Architecture
Linux is a monolithic kernel with a modular design (e.g, it can insert and remove loadable kernel modules at runtime), supporting most features once only available in closed source kernels of non-free operating systems:
- concurrent computing and (with the availability of enough CPU cores for tasks that are ready to run) even true parallel execution of many processes at once (each of them having one or more threads of execution) on SMP and NUMA architectures;
- selection and configuration of hundreds of kernel features and drivers (using one of the "make *config" family of commands, before running compilation), modification of kernel parameters before booting (usually by inserting instructions into the lines of the GRUB2 menu), and fine tuning of kernel behavior at run-time (using the sysctl(8) interface to /proc/sys/);
- configuration (again using the make *config commands) and run-time modifications of the policies (via nice(2), setpriority(2) and the family of sched_*(2) syscalls) of the task schedulers that allow preemptive multitasking (both in user mode and, since the 2.6 series, in kernel mode); the Completely Fair Scheduler (CFS) is the default scheduler of Linux since 2007 and it uses a red-black tree which can search, insert and delete process information (task_struct) with O(log n) time complexity, where n is the number of runnable tasks;
- advanced memory management with paged virtual memory;
- inter-process communications and synchronization mechanism;
- a virtual filesystem on top of several concrete filesystems (ext4, Btrfs, XFS, JFS, FAT32, and many more);
- configurable I/O schedulers, ioctl(2) syscall that manipulates the underlying device parameters of special files (it is a non standard system call, since arguments, returns, and semantics depends on the device driver in question), support for POSIX asynchronous I/O (however, because they scale poorly with multithreaded applications, a family of Linux specific I/O system calls (io_*(2)) had to be created for the management of asynchronous I/O contexts suitable for concurrently processing:
- OS-level virtualization (with Linux-VServer), paravirtualization and hardware-assisted virtualization (with KVM or Xen, and using QEMU for hardware emulation); On the Xen hypervisor, the Linux kernel provides support to build Linux distributions (such as openSuSE Leap and many others) that work as Dom0, that are virtual machine host servers that provide the management environment for the user's virtual machines (DomU).

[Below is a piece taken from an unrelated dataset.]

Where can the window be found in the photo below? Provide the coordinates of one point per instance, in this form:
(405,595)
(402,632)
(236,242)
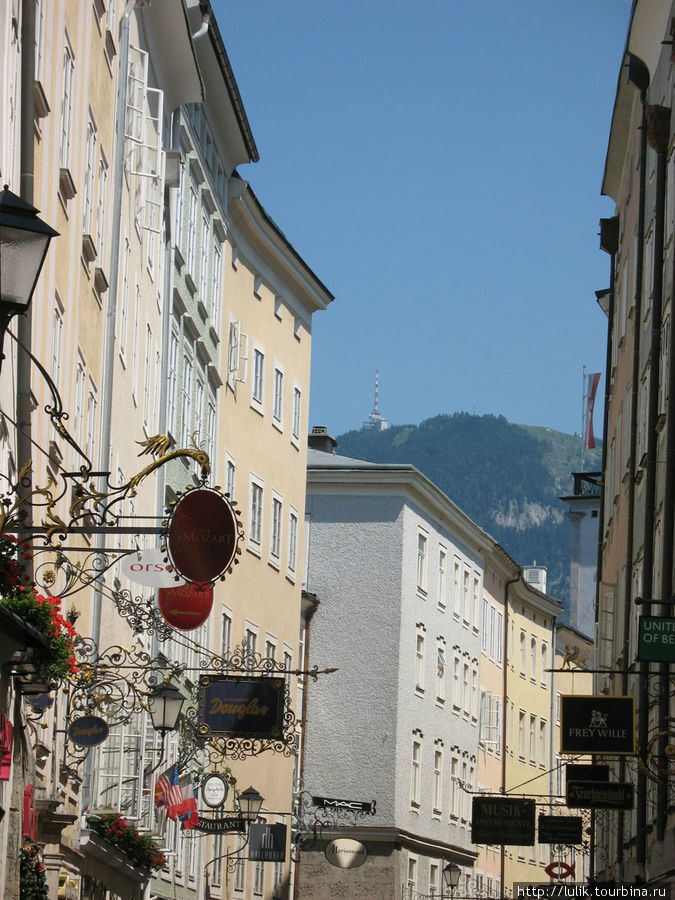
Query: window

- security mechanisms for discretionary and mandatory access control (SELinux, AppArmor, POSIX ACLs, and others);
- several types of layered communication protocols (including the Internet protocol suite).
Device drivers and kernel extensions run in kernel space (ring 0 in many CPU architectures), with full access to the hardware, although some exceptions run in user space, for example, filesystems based on FUSE/CUSE, and parts of UIO. The graphics system most people use with Linux does not run within the kernel. Unlike standard monolithic kernels, device drivers are easily configured as modules, and loaded or unloaded while the system is running and can also be pre-empted under certain conditions in order to handle hardware interrupts correctly and to better support symmetric multiprocessing. By choice, Linux has no stable device driver application binary interface.
Linux typically makes use of memory protection and virtual memory and can also handle non-uniform memory access, however the project has absorbed μClinux which also makes it possible to run Linux on microcontrollers without virtual memory.
The hardware is represented in the file hierarchy. User applications interact with device drivers via entries in the /dev or /sys directories. Processes information as well are mapped to the file system through the /proc directory.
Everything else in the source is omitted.